The NDP government is going to continue responding to the pandemic the only way it knows how, by spending as much money as it can to help people through it.
That’s been the automatic response in most of the world. It’s undeniably effective, and an overwhelmingly popular approach. So Finance Minister Carole James committed Tuesday to carrying on. But her fiscal update vividly illustrated what the government is up against.
Her February budget was balanced, with a few hundred million in reserve.
The new estimate is a deficit this year of $12.5 billion, the biggest ever, and one that developed almost instantly.
That’s not a forecast. The situation is so wildly unpredictable they’ve give up doing forecasts. They’re just “scenarios” now. So it could go higher.
As James said: “That's why we've developed a scenario, rather than a typical forecast, because of the unprecedented nature of COVID-19 and the uncertainty regarding the magnitude of the economic decline caused by the pandemic.”
She’s acknowledged there will be deficits for at least the next three years. But it’s more likely to be a decade or more.
(Two years ago officials marked the elimination of just one component of B.C.’s debt, the operating debt stemming mostly from accumulated deficits. It took 40 years to accomplish that.)
The federal government did a similar update last week. Its projected deficit of $34 billion has jumped to $343 billion because of the pandemic.
So the on-going federal-provincial plan to keep helping people is based on borrowing more and more money to pay for it.
Rock-bottom interest rates will ease some concern about the hole they’re digging.

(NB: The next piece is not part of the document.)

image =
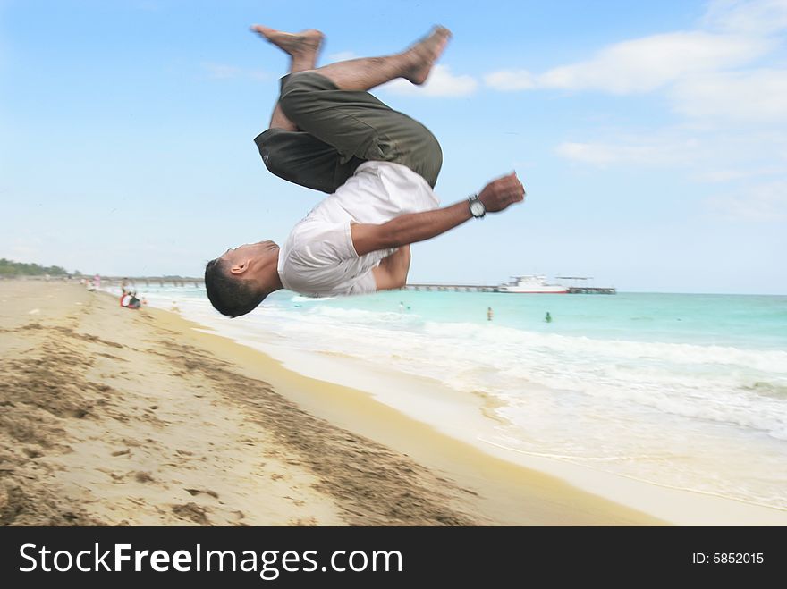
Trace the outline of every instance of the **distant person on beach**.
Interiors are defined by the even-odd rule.
[[[121,295],[120,306],[130,309],[138,309],[142,307],[142,303],[137,299],[137,293],[130,290]]]
[[[447,29],[435,27],[400,54],[318,69],[318,30],[252,30],[290,56],[270,128],[255,139],[262,160],[272,173],[330,196],[283,246],[246,244],[207,263],[205,287],[219,312],[245,315],[280,289],[324,297],[402,288],[410,244],[524,199],[512,172],[438,208],[440,144],[367,91],[397,78],[423,84],[451,37]]]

And there are projections that the economic collapse will only last for a year. So an optimistic outlook would be a one-year catastrophe followed by a bounce back in 2021, followed by years of whittling deficits back down to size.

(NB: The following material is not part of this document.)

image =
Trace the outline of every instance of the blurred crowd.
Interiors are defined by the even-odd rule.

Government finances obviously depend entirely on the private sector economy. James’ briefing included an exhaustive list of crises in different sectors.
Roughly half the new deficit is the new spending to help people cope ($5 billion in direct aid, $1.3 billion in deferred taxes and extensions). The other half arises from a collapse in government revenues.
There is a billion less in personal income tax, another billion less in corporate income tax and $1.3 billion less in sales tax, as examples. That’s all due to retail sales dropping 24 per cent, home sales down 45 per cent, 235,000 fewer jobs, corporate profits down 36 per cent and a seven to eight per cent drop in the provincial GDP, all in the last five months.
“No one has a playbook for dealing with this,” James said. So the plan they’ve fashioned is based on the fervent hope this is a one-year nightmare.
She has plans to announce a “recovery plan framework” in September, which would outline the expectations for how $1.5 billion in stimulus spending might be used.
But all the “scenarios” depend on the COVID-19 daily counts. Any sustained increases or outbreaks could delay recovery plans. That would make economic calamity even grimmer and more protracted than it already is.
Whatever the virus does in the next while, COVID-19 will be around for years as an economic factor.
Just So You Know: James spent 60 minutes detailing the extent of the economic catastrophe. She ran through 24 slides showing devastating impacts on every single aspect of the economy.
But the official news release covering her update was a study in deliriously-upbeat positivity. It was headed: “B.C.’s strong fiscal response, economic foundation support people.”
It rehashed all the previous good news announcements, ignored all the alarms and buried the stunning news there “could be” a $12.5 billion deficit.
It’s probably a firing offence for communications staff to write anything that leaves a negative impression in these sorts of releases.
But in a world where governments are spending more than ever, getting their own news out and covering themselves on all platforms as they see fit, the release is a reminder: It’s good to get an independent view.